Ongeri, 49, is arguably the most senior-most Kenyan to have worked in the US financial sector, famously referred to as Wall Street.
According to his LinkedIn account, he boasts over 23 years in experience, 18 of them at Barclays.
He left his last job as a managing director responsible for global corporates at Barclays International, New York in July 2019 after eight years serving at the capacity he assumed in July 2011.
On February 20, 2019, it recorded a net asset value of over Ksh20.6 trillion ($20.52billion) as indicated in the firm’s strategic report on the performance review for the financial year 2018.
The young Ongeri’s journey to the helm of corporate America is a rather impressive one, comprising stints at other giant institutions.
“I have never thought of that really,” Ongeri conceded when asked if he knew he would make it to where he is by US magazine Lifestyle.
He seeks refuge in understanding the demands of his career and the moral belief in work and religious ethos of the Seventh Day Adventist Church is an alumnus of St Mary’s School, Nairobi, where he completed his “O” levels.
“My faith has been central in my life through the highs and lows,” Ongeri stated.
After St Mary’s, he landed a job at Kenya Savings and Mortgage, a housing finance entity that later shut down.
He is an alumnus of Moi Forces Academy in Nairobi where he completed his “A” levels, specialising in mathematics, geography and economics, and is a profound fan of the abolished 7-4-2-3 education curriculum that was scrapped by former President Daniel Toroitich Arap Moi in 1984.
“Don’t undervalue the skill sets you have accrued from learning in Kenya. These, coupled with the experience I had at the firm, gave me the essential skill sets to pursue finance,” he told Lifestyle.
Ongeri joined the National Youth Service in Gilgil, at a time when it was compulsory before advancing to university. He credits his stint at the NYS for the relationships he built and exposure to fellow Kenyans.

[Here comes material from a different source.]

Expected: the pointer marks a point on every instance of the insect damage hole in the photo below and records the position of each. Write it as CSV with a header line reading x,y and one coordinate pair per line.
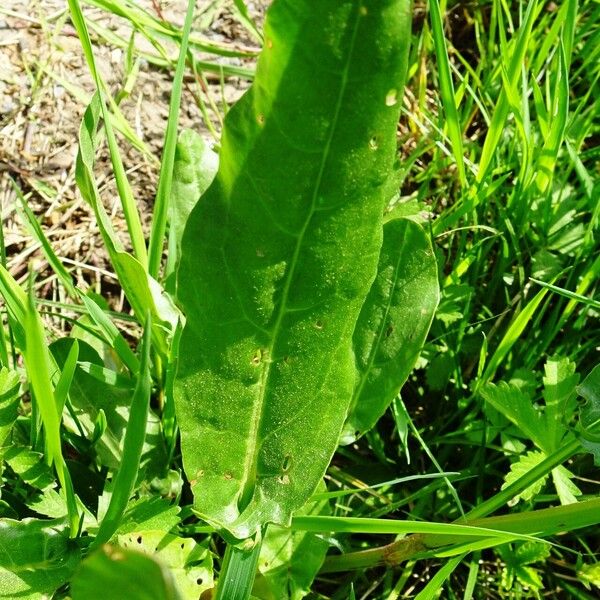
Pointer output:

He was drafted to join Kenyatta University in September 1988 but later received an admission letter from Howard University in the US.
Ongeri was drawn to the university because of its black population. He left Kenya in January 1989, to pursue a degree in business finance.
“I had these concepts of the US from the media. People were open and didn’t have qualms about speaking their minds. I just wasn’t used to that,” he stated, noting the cultural adjustments he had to make then.
To supplement the money he got from his parents, he served part-time at a petrol station in Washington DC, working what in the US is referred to as the graveyard shift, that is between 10 p.m. and 6 a.m.
He performed exceptionally well, earning a full scholarship from the university, easing the financial stress. In 1990, he interned or three months at then-Maryland Bank National Associates, later acquired by the Bank of America.
“This was my first introduction to corporate America. It opened my thinking to the idea that I could work on Wall Street,” he narrated. In 1991, he interned at JP Morgan, a financial behemoth in New York.
“Until then, Howard had taught me how to write a CV, how to dress and what to say. But at JP Morgan, I learned the things that you are not taught in school the business etiquette. For example, I learned how to dress and to show up on time,” he recounted.
In his senior year at Howard, he sought interviews and was the subject of offers from Goldman Sachs, JP Morgan and Merrill Lynch, probably among the largest financial entities in the world. He settled on Merrill Lynch.
He worked there for three years, starting in 1992 before he went back to school (Havard School of Business) in January 1996.
“Books have been written about surviving the year at Harvard. It is incredibly intense. You are taught to make decisions, stand by them and fight to succeed. Every night we were given assignments which we were required to present in front of colleagues the following morning. These are smart and opinionated. If you are mediocre, you get exposed quickly,” Ongeri stated.
After graduation in 1997, he got a job at JP Morgan and was placed at its African Branch in Johannesburg, South Africa.
He worked at the firm’s capital markets division, servicing both local and international clients for four years before he left to work at Barclays in September 2001.
He served at the capacity of managing director responsible for the financial institution’s debt capital markets at Barclays Bank Plc in New York for seven years, till July 2009, when he was relocated to South Africa yet again.
While in the southern Africa country’s city of Johannesburg, he took up the role of managing director, head of global finance and risk solutions at Absa Capital, an affiliate of Barclays Capital, where he worked till July 2011 before he returned to New York as managing director in charge of corporate banking coverage at Barclays, a position he held till he left in August 2019.
Ngagaka Ongeri’s career is a true epitome of success to society and Kenya as a country.